The Bengal story closely mirrors what happened earlier in Assam with Himanta Biswa Sarma. Once a senior Congress leader and close aide of former Assam Chief Minister Tarun Gogoi, Sarma left the Congress after leadership differences and joined the BJP in 2015.

His entry transformed the BJP’s fortunes in the Northeast. Sarma brought organisational strength, political networks and regional influence that the BJP previously lacked in Assam.

The BJP soon ended the Congress’ long rule in the state, with Sarma eventually becoming Chief Minister and one of the BJP’s most influential eastern leaders.

BJP’s Ang, Bang, Kalinga plan

What once looked like an ambitious political dream for the BJP has now become one of its biggest milestones in eastern India. With the party securing power in West Bengal in 2026, the BJP has effectively completed its long-pursued “Anga-Banga-Kalinga” political map, spanning Bihar, Bengal and Odisha.

The Bengal victory is far more than just another electoral success. It represents the culmination of a broader expansion strategy that began after Prime Minister Narendra Modi came to power in 2014. Over the last decade, the BJP steadily pushed into regions where the party once had little organisational presence or ideological influence.

The latest win also signals a major political comeback for the saffron party.
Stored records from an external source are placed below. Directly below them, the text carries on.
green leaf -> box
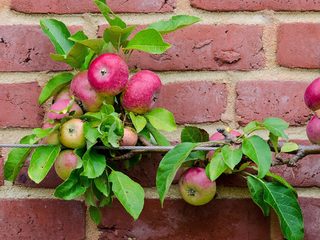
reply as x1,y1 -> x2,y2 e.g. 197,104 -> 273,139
281,142 -> 299,153
109,171 -> 145,220
269,133 -> 279,155
242,135 -> 272,178
156,142 -> 197,205
82,148 -> 106,179
28,145 -> 61,184
104,26 -> 136,50
145,108 -> 176,132
129,112 -> 147,133
4,134 -> 37,181
125,29 -> 171,54
266,171 -> 297,195
99,115 -> 124,148
38,73 -> 73,105
69,30 -> 88,42
243,121 -> 263,135
85,184 -> 97,206
247,176 -> 270,216
221,145 -> 243,170
146,123 -> 170,146
40,19 -> 74,55
94,173 -> 110,197
84,122 -> 101,148
181,126 -> 209,143
89,206 -> 102,224
206,150 -> 228,181
32,128 -> 53,139
94,0 -> 126,28
54,170 -> 88,200
263,118 -> 289,139
74,38 -> 105,54
148,15 -> 200,34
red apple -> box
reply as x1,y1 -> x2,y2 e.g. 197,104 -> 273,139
42,122 -> 59,145
88,53 -> 129,96
121,70 -> 162,114
179,167 -> 216,206
54,150 -> 80,180
304,77 -> 320,112
59,119 -> 86,149
55,87 -> 71,101
306,115 -> 320,144
120,127 -> 138,146
47,99 -> 83,120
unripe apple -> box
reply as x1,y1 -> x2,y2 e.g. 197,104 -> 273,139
88,53 -> 129,96
59,119 -> 86,149
70,71 -> 104,112
55,87 -> 71,101
54,150 -> 80,180
47,99 -> 83,120
120,127 -> 138,146
304,77 -> 320,112
121,70 -> 162,114
42,122 -> 59,145
306,115 -> 320,144
179,167 -> 216,206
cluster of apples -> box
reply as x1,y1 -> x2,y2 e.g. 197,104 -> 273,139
42,53 -> 162,180
304,78 -> 320,144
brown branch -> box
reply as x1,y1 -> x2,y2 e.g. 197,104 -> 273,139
110,151 -> 138,161
138,136 -> 153,146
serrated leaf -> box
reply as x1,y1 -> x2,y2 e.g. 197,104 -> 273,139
82,148 -> 106,179
148,15 -> 200,34
104,25 -> 135,50
247,176 -> 270,216
263,118 -> 289,139
129,112 -> 147,133
28,145 -> 61,184
242,135 -> 271,178
84,122 -> 101,148
269,133 -> 279,155
94,173 -> 110,197
38,73 -> 73,105
32,128 -> 52,139
266,171 -> 297,195
206,150 -> 228,181
89,206 -> 102,224
94,0 -> 126,28
69,30 -> 88,42
281,142 -> 299,153
74,38 -> 105,54
156,142 -> 197,205
243,121 -> 263,135
109,171 -> 145,220
181,126 -> 209,143
221,145 -> 242,170
146,123 -> 170,146
125,29 -> 171,54
145,108 -> 176,132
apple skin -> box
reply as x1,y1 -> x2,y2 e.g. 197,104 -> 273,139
88,53 -> 129,96
304,77 -> 320,111
54,150 -> 80,180
306,115 -> 320,144
121,70 -> 162,114
42,122 -> 60,145
47,99 -> 83,120
179,167 -> 216,206
70,71 -> 104,112
55,87 -> 71,101
59,119 -> 86,149
120,127 -> 138,146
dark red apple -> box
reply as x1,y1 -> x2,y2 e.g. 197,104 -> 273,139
306,115 -> 320,144
304,77 -> 320,112
120,127 -> 138,146
54,150 -> 80,180
59,119 -> 86,149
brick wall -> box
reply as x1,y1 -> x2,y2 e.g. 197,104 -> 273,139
0,0 -> 320,239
After facing setbacks in the Lok Sabha elections and seeing its parliamentary numbers dip, the BJP has managed to regain momentum through decisive state-level victories in the East.

The first major breakthrough came in Odisha in 2024, when the BJP ended the long rule of Naveen Patnaik. That victory was followed by another strong performance in Bihar, where the NDA retained power and BJP leader Samrat Choudhary emerged as a key face in state politics after years dominated by Nitish Kumar.
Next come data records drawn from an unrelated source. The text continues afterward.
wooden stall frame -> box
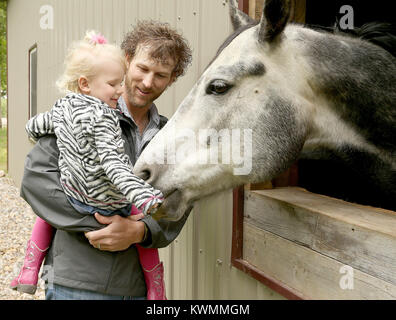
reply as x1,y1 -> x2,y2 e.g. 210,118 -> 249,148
231,0 -> 396,300
231,186 -> 305,300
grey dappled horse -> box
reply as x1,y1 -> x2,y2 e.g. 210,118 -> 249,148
135,0 -> 396,219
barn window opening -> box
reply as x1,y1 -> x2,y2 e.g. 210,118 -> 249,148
29,45 -> 37,119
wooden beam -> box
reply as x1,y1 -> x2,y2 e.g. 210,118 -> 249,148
232,257 -> 305,299
244,188 -> 396,294
232,186 -> 245,261
249,0 -> 264,20
248,0 -> 306,22
244,222 -> 396,299
291,0 -> 306,23
238,0 -> 249,14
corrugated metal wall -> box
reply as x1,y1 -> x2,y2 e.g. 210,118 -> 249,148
7,0 -> 283,299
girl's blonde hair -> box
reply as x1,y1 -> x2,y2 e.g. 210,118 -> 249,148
56,30 -> 127,94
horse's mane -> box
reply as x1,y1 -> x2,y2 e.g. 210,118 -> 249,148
307,22 -> 396,58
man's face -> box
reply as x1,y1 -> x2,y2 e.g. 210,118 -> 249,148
124,46 -> 176,109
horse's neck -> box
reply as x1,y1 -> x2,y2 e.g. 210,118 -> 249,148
305,103 -> 367,150
304,102 -> 395,170
298,27 -> 396,153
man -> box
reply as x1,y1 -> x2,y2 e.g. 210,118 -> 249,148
20,20 -> 192,300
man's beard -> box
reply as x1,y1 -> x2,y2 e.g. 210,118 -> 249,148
125,83 -> 148,109
124,73 -> 164,109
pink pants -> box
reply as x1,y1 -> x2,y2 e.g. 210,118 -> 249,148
30,207 -> 160,272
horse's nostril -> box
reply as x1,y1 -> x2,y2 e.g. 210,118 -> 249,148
143,170 -> 151,181
137,169 -> 151,181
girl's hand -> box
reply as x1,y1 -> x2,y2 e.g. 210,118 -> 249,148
147,203 -> 160,215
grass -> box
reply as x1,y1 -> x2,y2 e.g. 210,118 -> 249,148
0,126 -> 7,172
1,97 -> 6,118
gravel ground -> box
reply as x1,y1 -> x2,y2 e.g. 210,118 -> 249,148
0,176 -> 45,300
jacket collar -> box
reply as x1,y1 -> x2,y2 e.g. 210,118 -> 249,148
117,96 -> 160,127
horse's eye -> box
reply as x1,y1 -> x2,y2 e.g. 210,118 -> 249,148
207,80 -> 232,95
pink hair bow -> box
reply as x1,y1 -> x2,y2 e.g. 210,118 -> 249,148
91,33 -> 108,45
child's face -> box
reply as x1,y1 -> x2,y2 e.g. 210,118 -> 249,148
88,59 -> 125,109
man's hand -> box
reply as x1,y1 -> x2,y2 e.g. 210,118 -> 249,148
85,213 -> 145,252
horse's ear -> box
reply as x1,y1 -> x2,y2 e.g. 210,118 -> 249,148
229,0 -> 255,31
258,0 -> 291,43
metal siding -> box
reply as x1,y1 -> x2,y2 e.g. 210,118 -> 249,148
7,0 -> 282,300
111,0 -> 125,45
124,0 -> 139,32
102,0 -> 113,39
137,0 -> 155,20
173,0 -> 200,115
7,0 -> 41,185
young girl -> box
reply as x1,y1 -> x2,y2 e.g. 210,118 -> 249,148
10,31 -> 166,300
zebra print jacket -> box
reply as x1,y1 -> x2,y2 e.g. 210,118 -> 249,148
25,93 -> 163,214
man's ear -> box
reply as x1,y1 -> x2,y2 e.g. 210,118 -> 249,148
78,76 -> 90,94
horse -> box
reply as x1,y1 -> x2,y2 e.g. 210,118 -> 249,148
134,0 -> 396,220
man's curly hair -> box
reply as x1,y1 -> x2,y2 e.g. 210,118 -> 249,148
121,20 -> 192,81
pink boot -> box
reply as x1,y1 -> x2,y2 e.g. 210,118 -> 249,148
10,240 -> 48,294
131,204 -> 167,300
142,261 -> 167,300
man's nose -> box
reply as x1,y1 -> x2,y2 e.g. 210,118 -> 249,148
142,73 -> 154,89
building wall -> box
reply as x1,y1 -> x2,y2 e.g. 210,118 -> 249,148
7,0 -> 283,300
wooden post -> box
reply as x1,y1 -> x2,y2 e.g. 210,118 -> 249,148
248,0 -> 306,22
238,0 -> 249,14
290,0 -> 306,23
249,0 -> 264,20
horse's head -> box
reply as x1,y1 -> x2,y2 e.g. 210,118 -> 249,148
135,0 -> 313,220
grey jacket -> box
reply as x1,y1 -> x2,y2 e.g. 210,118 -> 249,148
20,109 -> 191,296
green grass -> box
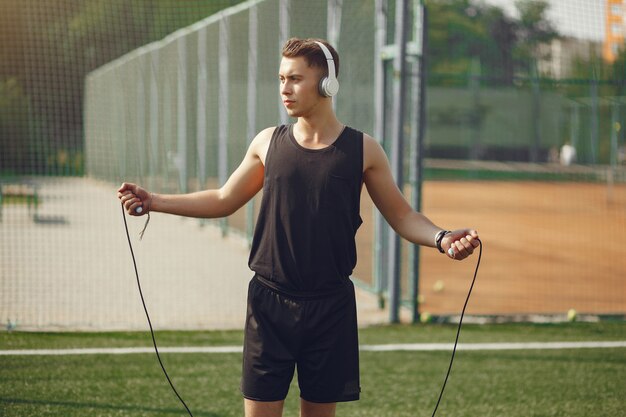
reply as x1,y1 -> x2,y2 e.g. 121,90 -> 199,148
1,322 -> 625,417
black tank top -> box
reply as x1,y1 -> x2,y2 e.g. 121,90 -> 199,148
248,124 -> 364,294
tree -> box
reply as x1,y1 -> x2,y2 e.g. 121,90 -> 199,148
0,78 -> 31,174
424,0 -> 559,84
481,4 -> 518,84
610,45 -> 626,96
0,0 -> 245,175
425,0 -> 490,77
513,0 -> 558,76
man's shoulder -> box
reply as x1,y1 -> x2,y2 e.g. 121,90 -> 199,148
249,126 -> 283,159
259,125 -> 279,137
361,132 -> 379,151
252,126 -> 279,145
361,133 -> 387,171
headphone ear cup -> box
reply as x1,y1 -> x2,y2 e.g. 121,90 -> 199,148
319,76 -> 329,97
319,76 -> 339,97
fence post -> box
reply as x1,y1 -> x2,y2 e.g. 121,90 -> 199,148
278,0 -> 290,125
388,0 -> 410,323
590,75 -> 599,164
176,36 -> 188,193
408,0 -> 427,323
218,17 -> 230,235
373,0 -> 388,308
530,63 -> 541,163
246,5 -> 259,245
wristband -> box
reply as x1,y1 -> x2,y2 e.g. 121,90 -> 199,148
435,230 -> 450,253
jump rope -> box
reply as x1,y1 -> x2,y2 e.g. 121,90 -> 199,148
121,205 -> 194,417
121,203 -> 482,417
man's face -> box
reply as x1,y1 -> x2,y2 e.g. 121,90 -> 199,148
279,56 -> 324,118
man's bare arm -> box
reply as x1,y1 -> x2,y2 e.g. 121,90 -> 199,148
118,127 -> 273,218
363,134 -> 441,247
362,134 -> 479,259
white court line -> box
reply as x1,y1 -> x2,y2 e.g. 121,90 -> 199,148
1,341 -> 625,356
360,341 -> 626,352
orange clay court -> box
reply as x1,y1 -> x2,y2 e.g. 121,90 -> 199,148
353,180 -> 626,317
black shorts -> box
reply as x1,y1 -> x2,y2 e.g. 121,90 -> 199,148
241,274 -> 360,403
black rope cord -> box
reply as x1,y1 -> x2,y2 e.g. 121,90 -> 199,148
121,203 -> 194,417
431,238 -> 482,417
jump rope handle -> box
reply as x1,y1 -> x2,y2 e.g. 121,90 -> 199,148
130,205 -> 150,240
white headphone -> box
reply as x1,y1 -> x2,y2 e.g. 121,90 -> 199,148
314,41 -> 339,97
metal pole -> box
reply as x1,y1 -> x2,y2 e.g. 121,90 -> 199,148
197,26 -> 208,192
388,0 -> 409,323
570,102 -> 579,154
530,63 -> 540,163
149,50 -> 159,191
177,36 -> 188,193
136,61 -> 146,181
590,75 -> 599,164
409,1 -> 426,323
611,100 -> 619,168
374,0 -> 388,307
246,5 -> 259,245
327,0 -> 343,113
218,17 -> 230,235
279,0 -> 290,125
469,57 -> 481,160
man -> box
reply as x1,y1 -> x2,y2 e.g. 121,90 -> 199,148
119,37 -> 480,417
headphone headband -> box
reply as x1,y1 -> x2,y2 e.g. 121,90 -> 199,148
314,41 -> 339,97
The Bengal win has now completed the party’s eastern push, delivering perhaps the most politically symbolic victory of them all by defeating Mamata Banerjee and the All India Trinamool Congress in one of the BJP’s toughest battlegrounds.

From fringe force to national machine

Over the past decade, the BJP’s political expansion has dramatically altered India’s electoral landscape. In 2014, the party’s influence was largely concentrated in the Hindi heartland and western India. By 2026, however, the BJP and its allies had expanded across large parts of the country, governing states that together account for a major share of India’s population and geography.

Political observers say the transformation is not just about the number of states under BJP rule, but also about the party’s ability to establish itself in culturally and politically diverse regions that were once considered difficult territory.

Bengal becomes the final frontier

For the BJP leadership, West Bengal carried both strategic and symbolic importance. Despite rapid gains in previous elections, the state had remained firmly under Mamata Banerjee’s control for over a decade.

The BJP’s breakthrough is being seen as the climax of a sustained campaign led by senior party strategist Amit Shah, who had repeatedly declared that the BJP would one day rule “Anga, Banga and Kalinga”.

That slogan now appears to have turned into political reality.

During one of his campaign rallies in Bengal, Shah had confidently predicted the fall of the Trinamool Congress government, saying that once counting began, it would be “ta ta, good-bye to Didi.” At the time, critics dismissed the remarks as campaign rhetoric. But following the BJP’s victory, those statements are now being revisited as a sign of the party’s confidence in its long-term eastern strategy.

The Bengal victory also builds on earlier eastern gains. The BJP’s rise in Odisha and consolidation in Bihar created the momentum that eventually helped the party breach Bengal — a state long seen as one of the final major barriers to the BJP’s dominance in eastern India.